How the memory system actually works, what the harness controls, and where the gaps are.
Claude Code has two complementary memory mechanisms. Neither involves a database, vector store, or persistent internal state. Claude re-reads plain markdown files every session.
| Property | CLAUDE.md | Auto Memory (MEMORY.md) |
|---|---|---|
| Author | User | Claude |
| Contains | Instructions and rules | Learnings and patterns |
| Scope | Project, user, or org | Per working tree / git repo |
| Loaded | Every session, in full | First 200 lines or 25KB |
CLAUDE.md files load in a strict hierarchy, from broadest to most specific scope. More specific locations take precedence:
/etc/claude-code/CLAUDE.md/Library/Application Support/ClaudeCode/CLAUDE.md~/.claude/CLAUDE.md — personal preferences across all projects~/.claude/rules/*.md — loaded before project rules./CLAUDE.md or ./.claude/CLAUDE.md — team-shared via version control./.claude/rules/*.md — can have paths: frontmatter for conditional loading./CLAUDE.local.md — personal, not committed to gitThe harness walks up the directory tree from cwd, loading CLAUDE.md from each ancestor. Files are loaded in full regardless of length, though Anthropic recommends keeping them under 200 lines for best adherence.
CLAUDE.md files support @path/to/file syntax to import additional files. Imports resolve relative to the importing file, support recursive imports (max depth 5), and expand at launch time. HTML comments are stripped before injection to save tokens.
CLAUDE.md fully survives compaction. After /compact, Claude re-reads CLAUDE.md from disk and re-injects it fresh. Instructions given only in conversation (not written to CLAUDE.md) may be lost.
Rules are modular instruction files in .claude/rules/. They support YAML frontmatter with a paths field for conditional loading:
---
paths:
- "src/api/**/*.ts"
---
# API Development Rules
Always validate input at the handler level...
Rules without paths frontmatter load unconditionally at launch.
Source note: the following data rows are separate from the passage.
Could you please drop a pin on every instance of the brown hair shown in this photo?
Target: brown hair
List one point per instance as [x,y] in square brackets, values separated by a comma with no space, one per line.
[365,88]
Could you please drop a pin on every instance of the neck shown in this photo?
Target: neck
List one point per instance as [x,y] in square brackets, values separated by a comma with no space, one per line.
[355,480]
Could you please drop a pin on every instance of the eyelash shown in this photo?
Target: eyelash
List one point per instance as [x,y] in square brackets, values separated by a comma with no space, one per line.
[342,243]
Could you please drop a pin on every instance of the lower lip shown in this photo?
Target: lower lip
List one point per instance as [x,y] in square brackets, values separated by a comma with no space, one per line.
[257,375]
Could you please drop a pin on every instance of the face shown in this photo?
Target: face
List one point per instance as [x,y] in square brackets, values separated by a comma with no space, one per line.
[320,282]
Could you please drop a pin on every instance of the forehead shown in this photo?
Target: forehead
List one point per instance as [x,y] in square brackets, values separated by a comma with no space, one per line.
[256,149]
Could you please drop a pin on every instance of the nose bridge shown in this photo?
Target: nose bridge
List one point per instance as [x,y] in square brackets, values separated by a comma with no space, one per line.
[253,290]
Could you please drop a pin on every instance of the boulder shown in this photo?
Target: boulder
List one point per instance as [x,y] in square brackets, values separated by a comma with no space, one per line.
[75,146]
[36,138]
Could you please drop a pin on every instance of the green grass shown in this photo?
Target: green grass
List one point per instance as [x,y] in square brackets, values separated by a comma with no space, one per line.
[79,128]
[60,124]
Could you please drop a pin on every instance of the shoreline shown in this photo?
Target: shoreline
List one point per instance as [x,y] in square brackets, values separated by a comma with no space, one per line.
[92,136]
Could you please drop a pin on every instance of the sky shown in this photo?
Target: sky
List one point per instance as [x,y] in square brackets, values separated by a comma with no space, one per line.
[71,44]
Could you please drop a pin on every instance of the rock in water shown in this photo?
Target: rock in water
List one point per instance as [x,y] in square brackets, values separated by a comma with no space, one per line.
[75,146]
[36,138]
Path-scoped rules trigger when Claude reads files matching the glob pattern. Rules are re-injected as system-reminders every time Claude accesses a matching file — unlike CLAUDE.md which loads once.
Storage location: ~/.claude/projects/<project>/memory/ where <project> is derived from the git repository root. All worktrees and subdirectories within the same repo share one auto memory directory. Outside git repos, the project root path is used.
~/.claude/projects/<project>/memory/
├── MEMORY.md # Concise index, loaded every session
├── debugging.md # Topic file (loaded on demand)
├── api-conventions.md # Topic file (loaded on demand)
└── ...
WARNING is appended explaining which cap fired. Topic files are never loaded at startup — they're surfaced on demand by the memory selection agent.
When topic files ARE surfaced, they're also truncated:
| Limit | Value | Scope |
|---|---|---|
| Per-file lines | 200 lines | Each surfaced memory file |
| Per-file bytes | 4,096 bytes (~4KB) | Each surfaced memory file |
| Session total | 60 KB | All surfaced memories combined |
| Max files scanned | 200 files | Memory directory scan limit |
Truncated files get a note pointing to the full path for FileRead.
Claude Code uses Claude Sonnet as a dedicated sub-agent for memory selection. Its system prompt reads:
"You are selecting memories that will be useful to Claude Code as it processes a user's query. You will be given the user's query and a list of available memory files with their filenames and descriptions. Return a list of filenames for the memories that will clearly be useful (up to 5). Only include memories that you are certain will be helpful based on their name and description."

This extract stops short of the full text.